Chicken with Drop Dumplings or Rolled Dumplings rec.food.cooking/Jill McQuown (2001) Serves 6-8
This is one of the simplest, and most tasty, dishes I've ever eaten. Good this time of year, if the weather is starting to cool down. I prefer drop dumplings to rolled ones. But I'll include a recipe for rolled dough dumplings, just in case.
2 to 3 lb. stewing chicken, cut up 1 cup sliced carrots 2-3 stalks celery, chopped 1 small yellow onion, chopped 1 bay leaf salt and pepper to taste
Cover the chicken with water. Heat to boiling, reduce heat; cover and simmer 30 minutes or until meat separates easily from the bones. Remove chicken from the broth. Strain the broth. Debone the chicken and tear meat into small pieces. Skim fat from broth. Return chicken meat to the broth (you can add back the veggies if desired; I puree them first). Bring back to boiling.
Meanwhile, prepare the drop dumplings:
1 1/2 cups flour 2 tsp. baking powder 3/4 cup milk 3 Tbsp. shortening 3/4 tsp. salt
Mix together flour, salt and baking powder.
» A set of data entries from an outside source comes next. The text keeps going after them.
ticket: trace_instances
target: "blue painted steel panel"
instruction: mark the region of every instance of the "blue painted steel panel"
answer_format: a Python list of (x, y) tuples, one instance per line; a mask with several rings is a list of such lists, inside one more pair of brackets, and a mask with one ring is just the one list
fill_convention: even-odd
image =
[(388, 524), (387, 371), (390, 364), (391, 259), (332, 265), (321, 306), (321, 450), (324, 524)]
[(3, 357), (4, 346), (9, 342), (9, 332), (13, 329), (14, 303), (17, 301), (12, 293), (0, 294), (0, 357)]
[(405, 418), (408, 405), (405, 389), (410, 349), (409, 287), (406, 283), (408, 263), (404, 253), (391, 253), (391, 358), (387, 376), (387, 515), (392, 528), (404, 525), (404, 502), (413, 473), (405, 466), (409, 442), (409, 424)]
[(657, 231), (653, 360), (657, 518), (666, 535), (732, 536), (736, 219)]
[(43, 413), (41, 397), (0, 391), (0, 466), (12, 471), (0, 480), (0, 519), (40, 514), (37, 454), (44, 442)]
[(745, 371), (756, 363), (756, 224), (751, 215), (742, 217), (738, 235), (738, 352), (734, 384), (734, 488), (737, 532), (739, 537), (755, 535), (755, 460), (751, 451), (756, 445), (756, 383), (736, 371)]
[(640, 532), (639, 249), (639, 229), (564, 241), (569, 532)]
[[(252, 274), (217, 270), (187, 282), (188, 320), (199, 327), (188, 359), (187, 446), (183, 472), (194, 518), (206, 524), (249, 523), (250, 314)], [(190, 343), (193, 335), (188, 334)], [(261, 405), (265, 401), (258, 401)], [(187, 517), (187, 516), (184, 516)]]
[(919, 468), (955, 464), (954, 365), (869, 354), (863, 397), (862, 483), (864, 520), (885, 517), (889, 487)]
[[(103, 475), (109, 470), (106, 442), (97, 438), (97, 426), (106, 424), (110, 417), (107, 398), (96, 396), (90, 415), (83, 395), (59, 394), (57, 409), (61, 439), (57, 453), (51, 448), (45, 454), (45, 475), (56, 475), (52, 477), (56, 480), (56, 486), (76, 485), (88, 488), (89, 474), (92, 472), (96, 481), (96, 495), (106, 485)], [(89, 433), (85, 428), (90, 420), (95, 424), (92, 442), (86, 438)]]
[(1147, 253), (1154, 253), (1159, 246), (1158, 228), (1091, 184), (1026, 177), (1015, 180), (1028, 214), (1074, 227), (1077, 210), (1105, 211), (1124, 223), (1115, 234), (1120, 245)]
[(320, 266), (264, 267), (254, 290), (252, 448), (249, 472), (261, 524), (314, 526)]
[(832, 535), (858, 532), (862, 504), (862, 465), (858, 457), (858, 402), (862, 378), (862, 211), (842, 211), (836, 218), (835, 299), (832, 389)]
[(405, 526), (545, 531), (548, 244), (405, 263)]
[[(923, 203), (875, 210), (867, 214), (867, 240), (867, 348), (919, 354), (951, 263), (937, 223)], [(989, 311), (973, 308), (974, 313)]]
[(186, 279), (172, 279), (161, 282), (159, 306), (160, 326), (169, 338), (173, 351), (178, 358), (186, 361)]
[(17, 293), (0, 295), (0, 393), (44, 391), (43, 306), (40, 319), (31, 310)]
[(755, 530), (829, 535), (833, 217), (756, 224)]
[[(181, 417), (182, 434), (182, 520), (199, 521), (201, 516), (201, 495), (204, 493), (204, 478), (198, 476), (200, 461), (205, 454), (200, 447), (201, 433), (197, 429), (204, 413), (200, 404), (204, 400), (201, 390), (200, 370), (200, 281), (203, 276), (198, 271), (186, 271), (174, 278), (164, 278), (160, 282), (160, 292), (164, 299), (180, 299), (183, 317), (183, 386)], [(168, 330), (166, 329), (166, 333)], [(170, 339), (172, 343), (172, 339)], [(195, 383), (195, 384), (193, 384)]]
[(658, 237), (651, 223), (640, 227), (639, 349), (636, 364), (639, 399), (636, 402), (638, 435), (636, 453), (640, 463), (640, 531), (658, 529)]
Cut shortening into flour mixture until mixture resembles crumbs. Blend in milk and parsley until you have a moist batter. Drop by teaspoonfuls into bubbling soups and stews. Cook covered 10 minutes; remove cover and cook 10 minutes more.
The dumplings will thicken the chicken soup mixture.
Rolled Dumplings:
3 cups flour 3/4 cup shortening 1 cup cold water 1 beaten egg 1/4 tsp. salt
Blend flour with salt. Cut in shortening until mixture resembles fine crumbs. Add beaten egg and cold water and work the dough until smooth. Roll out on a floured board to about 1/4 inch thick. Cut into 1/2 inch squares. Drop into simmering broth and cook about 10 minutes.